Dua alasan
lelah ingin

Hinata menghela napas, menatap pada tumpukan post it dengan kata-kata tak pantas. Tangannya meraup, meremas sleuruhnya yang kemudian dibuang ke tempat sampah. Ia tak paham, kenapa ia harus mendapatkan hal ini? Hanya karena kekasihnya populer? Iri kah mereka? Inginkah mereka pada semua yang dimilikinya?

Ia menggeleng pelan, meraih buku yang dibutuhkan kemudian mengunci lokernya. Di sampingnya ada tawa dan bisikan tak mengenakan. Hingga telinganya hanya mendengar alunan lagu asing yang biasa didengar Sakusa Kiyoomi. Ia menoleh, mendapati kekasihnya tersenyum manis. “Yuk, aku antar ke kelas.” Jemari keduanya bertaut, melangkah perlahan memecah bisik pada masing-masing telinga.

Setelah keduanya tak lagi tertangkap pasang mata, bisikan terdengar makin nyaring. Tanpa malu saling menghampiri, bertukar informasi, juga menambahkan bumbu yang tak perlu.

Tangan Sakusa terasa hangat, sentuhannya terasa menenangkan. Keduanya melangkah hingga parkiran dan pintu mobil kekasihnya dibuka. “Aku anter pulang.”

“Kak Atsumu?” Tanya Hinata, sebab biasanya di hari Rabu ia akan pulang bersama Atsumu.

Sakusa menghela, jemarinya naik, menyisir rambut ikalnya. “Atsumu nanti sama Tooru. Gak usah khawatir. Mereka nanti bareng ke rumah kamu.”

Setelah mendengar penjelas itu baru Hinata mau masuk ke dalam mobil. Sakusa menghela, inginnya ia Hinata lebih mementingkan diri sendiri. Sekilas tadi ia melihat isi post it yang dibuang ke dalam tempat sampah. Ia ingin Hinata lebih mementingkan diri sendiri dibandingkan memikirkan Atsumu.

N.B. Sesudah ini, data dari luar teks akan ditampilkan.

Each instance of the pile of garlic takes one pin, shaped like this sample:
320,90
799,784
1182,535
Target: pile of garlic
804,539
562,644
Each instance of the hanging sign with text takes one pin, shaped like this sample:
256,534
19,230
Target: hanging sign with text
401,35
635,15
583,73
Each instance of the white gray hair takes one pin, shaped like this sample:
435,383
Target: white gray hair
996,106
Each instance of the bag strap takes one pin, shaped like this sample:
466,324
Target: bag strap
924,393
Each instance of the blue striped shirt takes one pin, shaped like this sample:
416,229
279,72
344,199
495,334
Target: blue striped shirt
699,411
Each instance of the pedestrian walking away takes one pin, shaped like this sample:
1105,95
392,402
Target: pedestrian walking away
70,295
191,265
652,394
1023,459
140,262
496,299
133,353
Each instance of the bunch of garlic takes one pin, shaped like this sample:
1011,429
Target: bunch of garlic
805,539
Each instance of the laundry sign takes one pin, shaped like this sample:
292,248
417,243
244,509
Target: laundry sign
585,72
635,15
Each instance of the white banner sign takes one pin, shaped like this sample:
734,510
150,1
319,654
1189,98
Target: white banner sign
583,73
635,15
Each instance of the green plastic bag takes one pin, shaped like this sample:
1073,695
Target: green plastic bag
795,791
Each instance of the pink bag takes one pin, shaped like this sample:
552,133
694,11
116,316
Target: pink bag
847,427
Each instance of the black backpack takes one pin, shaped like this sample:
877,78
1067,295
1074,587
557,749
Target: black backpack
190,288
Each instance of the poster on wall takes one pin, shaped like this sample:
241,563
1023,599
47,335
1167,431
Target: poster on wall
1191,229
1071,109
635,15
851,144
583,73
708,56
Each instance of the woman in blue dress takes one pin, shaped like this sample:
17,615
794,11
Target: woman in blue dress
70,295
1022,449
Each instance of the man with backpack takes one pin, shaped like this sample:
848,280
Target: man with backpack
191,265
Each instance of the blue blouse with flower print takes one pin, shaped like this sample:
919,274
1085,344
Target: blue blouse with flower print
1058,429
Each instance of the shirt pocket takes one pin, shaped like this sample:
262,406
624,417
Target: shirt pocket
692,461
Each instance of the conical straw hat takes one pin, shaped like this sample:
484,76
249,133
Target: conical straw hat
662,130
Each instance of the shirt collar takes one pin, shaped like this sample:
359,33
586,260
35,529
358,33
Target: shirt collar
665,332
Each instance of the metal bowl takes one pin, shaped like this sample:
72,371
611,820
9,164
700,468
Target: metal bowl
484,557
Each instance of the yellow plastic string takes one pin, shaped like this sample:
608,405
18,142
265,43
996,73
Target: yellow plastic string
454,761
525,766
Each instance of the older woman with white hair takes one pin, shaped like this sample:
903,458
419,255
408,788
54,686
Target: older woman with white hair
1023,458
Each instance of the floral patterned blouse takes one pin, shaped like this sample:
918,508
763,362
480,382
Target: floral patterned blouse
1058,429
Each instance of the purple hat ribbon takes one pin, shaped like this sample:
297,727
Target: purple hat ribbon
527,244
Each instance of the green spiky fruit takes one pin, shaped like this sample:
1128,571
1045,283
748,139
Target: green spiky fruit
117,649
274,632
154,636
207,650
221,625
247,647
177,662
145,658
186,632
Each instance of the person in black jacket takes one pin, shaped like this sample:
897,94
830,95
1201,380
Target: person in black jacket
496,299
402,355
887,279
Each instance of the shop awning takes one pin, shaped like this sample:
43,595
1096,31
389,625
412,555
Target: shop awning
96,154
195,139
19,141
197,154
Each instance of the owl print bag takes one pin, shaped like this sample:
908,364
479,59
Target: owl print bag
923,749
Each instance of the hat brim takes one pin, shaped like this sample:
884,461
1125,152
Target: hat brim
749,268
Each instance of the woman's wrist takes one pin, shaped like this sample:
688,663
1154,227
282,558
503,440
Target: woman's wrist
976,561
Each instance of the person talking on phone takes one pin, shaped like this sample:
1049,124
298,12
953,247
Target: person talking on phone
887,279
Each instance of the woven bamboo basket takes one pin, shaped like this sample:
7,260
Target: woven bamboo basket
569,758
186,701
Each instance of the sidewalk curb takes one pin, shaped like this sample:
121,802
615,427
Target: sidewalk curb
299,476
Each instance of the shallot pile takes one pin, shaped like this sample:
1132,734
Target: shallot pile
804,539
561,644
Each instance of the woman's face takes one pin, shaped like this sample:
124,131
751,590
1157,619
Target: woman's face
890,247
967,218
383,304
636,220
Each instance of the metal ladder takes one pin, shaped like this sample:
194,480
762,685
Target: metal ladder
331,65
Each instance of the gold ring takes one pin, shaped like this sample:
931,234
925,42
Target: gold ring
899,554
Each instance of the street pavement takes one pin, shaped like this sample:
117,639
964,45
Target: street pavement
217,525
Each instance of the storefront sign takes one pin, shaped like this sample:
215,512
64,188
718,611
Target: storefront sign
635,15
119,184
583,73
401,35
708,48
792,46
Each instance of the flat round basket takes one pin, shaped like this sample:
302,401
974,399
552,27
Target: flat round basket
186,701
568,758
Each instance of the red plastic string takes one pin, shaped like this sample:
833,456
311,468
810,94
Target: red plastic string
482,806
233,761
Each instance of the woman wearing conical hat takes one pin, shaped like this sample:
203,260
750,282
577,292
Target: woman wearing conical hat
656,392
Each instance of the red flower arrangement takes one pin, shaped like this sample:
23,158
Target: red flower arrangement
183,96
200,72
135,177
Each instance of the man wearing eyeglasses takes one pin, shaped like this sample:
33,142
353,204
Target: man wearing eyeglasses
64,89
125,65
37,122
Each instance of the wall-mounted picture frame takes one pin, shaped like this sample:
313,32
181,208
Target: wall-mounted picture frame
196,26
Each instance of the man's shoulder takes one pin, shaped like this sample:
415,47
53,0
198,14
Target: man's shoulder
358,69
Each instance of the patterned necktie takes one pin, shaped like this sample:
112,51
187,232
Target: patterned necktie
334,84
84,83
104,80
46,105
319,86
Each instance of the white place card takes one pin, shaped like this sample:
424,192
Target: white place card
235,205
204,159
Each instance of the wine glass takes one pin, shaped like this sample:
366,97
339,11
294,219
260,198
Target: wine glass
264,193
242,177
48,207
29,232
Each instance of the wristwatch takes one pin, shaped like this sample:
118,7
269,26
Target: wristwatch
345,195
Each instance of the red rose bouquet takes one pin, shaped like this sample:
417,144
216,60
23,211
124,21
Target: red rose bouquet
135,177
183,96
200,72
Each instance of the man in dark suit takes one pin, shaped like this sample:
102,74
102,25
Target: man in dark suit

Hanya saja, Hinata tak bisa. Bahkan meski ia, juga Atsumu dan Oikawa mementingkan Hinata, berusaha untuknya di segala waktu, kekasih mereka tetap tak mau mementingkan diri sendiri. Bahkan ketika dulu ia menyatakan cinta, bukan tentang perasaannya yang bergerak untuk langsung menjawab, melainkan balasan pertanyaan. Sakusa tak paham, kenapa Hinata selalu merasa kecil ketika ia begitu bersinar dan sehangat mentari pagi?

Ia tak paham bagaimana cara agar Hinata mau mementingkan diri sendiri. Bagaimana membuat kekasihnya merasa cukup dan menyayangi diri sendiri. Ia ingin kekasihnya tahu soal itu. Perihal bagaimana ia pantas dicintai bukan hanya mencintai.

Bukan hanya perkara menjadi pantas untuk orang lain dan mementingkan yang lain. Lebih dari itu, Sakusa ingin Hinatanga melihat itu semua untuk diri sendiri sebelum pada dirinya juga Oikawa dan Atsumu. Tanpa sadar mobilnya berhenti di depan pagar rumah Hinata.

“Aku bukain dulu ya, tunggu.” Kata Hinata dan Sakusa mengangguk dengan senyum kecil.

Hinata mengangguk, membukakan gerbang dan menutupnya setelah mobil Sakusa masuk. “Sho, aku mau ngerokok dulu bentar.”

“Eh? Oke.” Balas Shoyo.

Sakusa Kiyoomi hanya beralasan sebab ia tak tahu bagaimana menyelesaikan ini sendirian. Bohong jika Hinata tak tahu perihal masalah di base twitter. Bohong juga jika ia tak khawatirkan, hanya ia bersama Oikawa dan Atsumu tak ada yang berani bertanya. Mereka terllau pengecut juga tak siap melihat reaksi Hinata. Mereka hanya tak siap melihat Hinata menangis. Ah, membayangkannya saja cukup membuat dadanya sesak.

Saku meraih ponselnya, mengirimkan pesan pada Atsumu dan Oikawa. Ia tak bisa menyelesaikannya sendiri. Ia butuh bantuan dua orang itu.

Kalau ini soal alasan ringan, ia tak bisa. Ada ego miliknya yang harus diturunkan serendah tanah di Ibu Kota. Ada hati yang harus belajar egois setelah ini. Ada hati yang harus belajar hingga kakinya lelah. Sakusa menghela. Melirik pada Hinata yang sedang menunggu di balkon rumah dengan kucing di pangkuan. Rokok milik Sakusa masih setengah. Hah, ia harus cepat-cepat menyuruh Oikawa dan Atsumu datang agar Hinata tak kesepian terlalu lama.